Collection: Hitachi Blue #1 (Aogami #1)
Hitachi Blue #1 (Aogami #1) steel is produced by Hitachi Metals Ltd. Its composition includes Carbon (C): 1.25-1.35%, Chromium (Cr): 0.30-0.50%, Tungsten (W): 1.50-2.00%, Manganese (Mn): 0.20-0.30%, Silicon (Si): 0.10-0.20%, Phosphorus (P): 0.025%, and Sulfur (S): 0.004%.
(Note: All knife steels contain carbon, which is primarily responsible for hardness and edge retention. However, higher carbon content alone can reduce toughness.)
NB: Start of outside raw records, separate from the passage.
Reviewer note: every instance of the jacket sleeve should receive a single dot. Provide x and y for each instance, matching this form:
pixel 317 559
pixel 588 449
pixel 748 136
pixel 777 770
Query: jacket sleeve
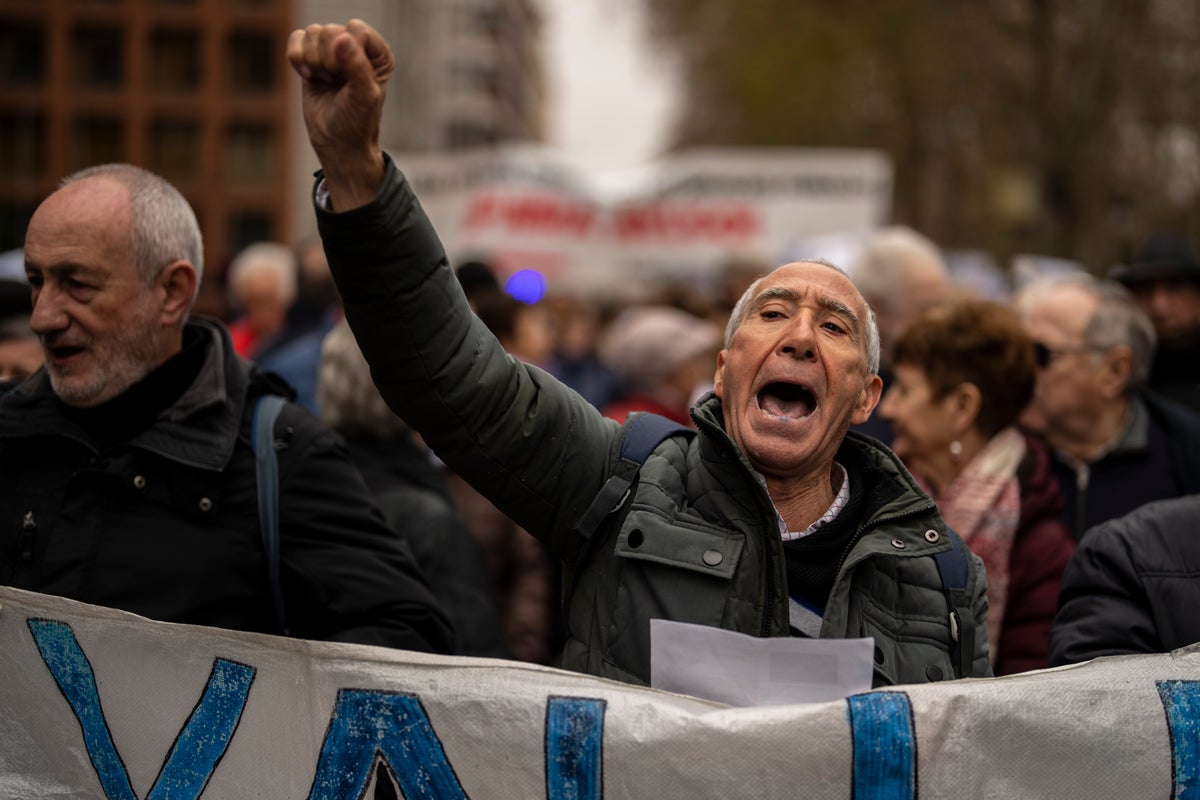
pixel 1103 608
pixel 982 662
pixel 1039 555
pixel 529 444
pixel 346 575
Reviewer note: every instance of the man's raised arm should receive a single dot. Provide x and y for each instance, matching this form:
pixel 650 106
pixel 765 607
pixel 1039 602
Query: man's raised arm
pixel 345 70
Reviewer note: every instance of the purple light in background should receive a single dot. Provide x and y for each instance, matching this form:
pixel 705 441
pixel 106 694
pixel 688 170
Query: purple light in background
pixel 527 286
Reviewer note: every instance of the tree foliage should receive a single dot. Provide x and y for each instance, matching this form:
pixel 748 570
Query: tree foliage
pixel 1067 128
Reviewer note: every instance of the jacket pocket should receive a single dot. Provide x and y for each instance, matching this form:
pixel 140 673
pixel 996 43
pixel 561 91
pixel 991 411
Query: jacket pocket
pixel 647 536
pixel 667 569
pixel 913 650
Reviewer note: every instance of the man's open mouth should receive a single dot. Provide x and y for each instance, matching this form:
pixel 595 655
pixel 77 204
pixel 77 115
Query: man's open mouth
pixel 791 401
pixel 64 353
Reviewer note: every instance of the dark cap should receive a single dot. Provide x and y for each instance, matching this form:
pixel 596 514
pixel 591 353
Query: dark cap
pixel 1163 256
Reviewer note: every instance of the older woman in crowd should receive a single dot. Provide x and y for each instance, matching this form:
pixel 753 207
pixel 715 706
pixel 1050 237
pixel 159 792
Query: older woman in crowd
pixel 963 374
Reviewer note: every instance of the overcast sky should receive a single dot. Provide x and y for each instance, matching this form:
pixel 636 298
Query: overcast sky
pixel 610 100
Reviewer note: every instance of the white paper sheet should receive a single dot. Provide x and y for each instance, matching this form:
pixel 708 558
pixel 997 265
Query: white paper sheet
pixel 741 669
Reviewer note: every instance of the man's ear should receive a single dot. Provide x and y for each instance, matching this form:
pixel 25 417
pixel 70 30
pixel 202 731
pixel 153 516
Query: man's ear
pixel 718 383
pixel 178 284
pixel 868 400
pixel 1115 371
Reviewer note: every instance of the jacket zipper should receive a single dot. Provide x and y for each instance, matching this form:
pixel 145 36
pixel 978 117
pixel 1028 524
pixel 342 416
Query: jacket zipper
pixel 1083 476
pixel 25 542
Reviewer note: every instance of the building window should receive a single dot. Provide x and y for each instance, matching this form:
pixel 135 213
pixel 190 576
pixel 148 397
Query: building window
pixel 22 144
pixel 249 227
pixel 97 54
pixel 252 62
pixel 96 140
pixel 250 154
pixel 175 149
pixel 174 60
pixel 22 54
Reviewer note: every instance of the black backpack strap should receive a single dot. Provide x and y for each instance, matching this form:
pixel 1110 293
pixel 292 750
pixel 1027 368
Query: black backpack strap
pixel 952 567
pixel 267 468
pixel 642 433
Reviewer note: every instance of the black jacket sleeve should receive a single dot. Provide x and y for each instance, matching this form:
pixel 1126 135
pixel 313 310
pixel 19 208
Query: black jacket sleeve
pixel 1133 585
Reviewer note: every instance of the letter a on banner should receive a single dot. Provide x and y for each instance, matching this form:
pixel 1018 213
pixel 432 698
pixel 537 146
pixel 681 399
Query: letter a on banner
pixel 391 726
pixel 885 746
pixel 574 749
pixel 199 746
pixel 1181 701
Aogami #1 is essentially Shirogami #1 (white steel) with added tungsten and chromium to enhance edge retention and toughness. With its higher carbon content compared to Aogami #2 (1.05-1.15% carbon), Aogami #1 offers better edge retention while being slightly less tough. When compared to other blue steels, Aogami #2 (1.05-1.15% carbon) is a bit tougher but with marginally less edge retention, while Aogami Super (1.40-1.50% carbon) contains more carbon, chromium, and tungsten, offering the best edge retention but can be more brittle.
Note: When selecting a knife steel for your Japanese kitchen knife, it's essential to understand that there are trade-offs involved. Improving one characteristic, such as edge retention, often means compromising on another, like toughness. There is no universally "best" steel; the choice depends entirely on your individual needs and preferences. Remember, steel is just one piece of the puzzle. Consider other aspects that matter to you such as the grind, aesthetics, and overall craftsmanship. While steel matters, it's not the only thing that makes a great knife.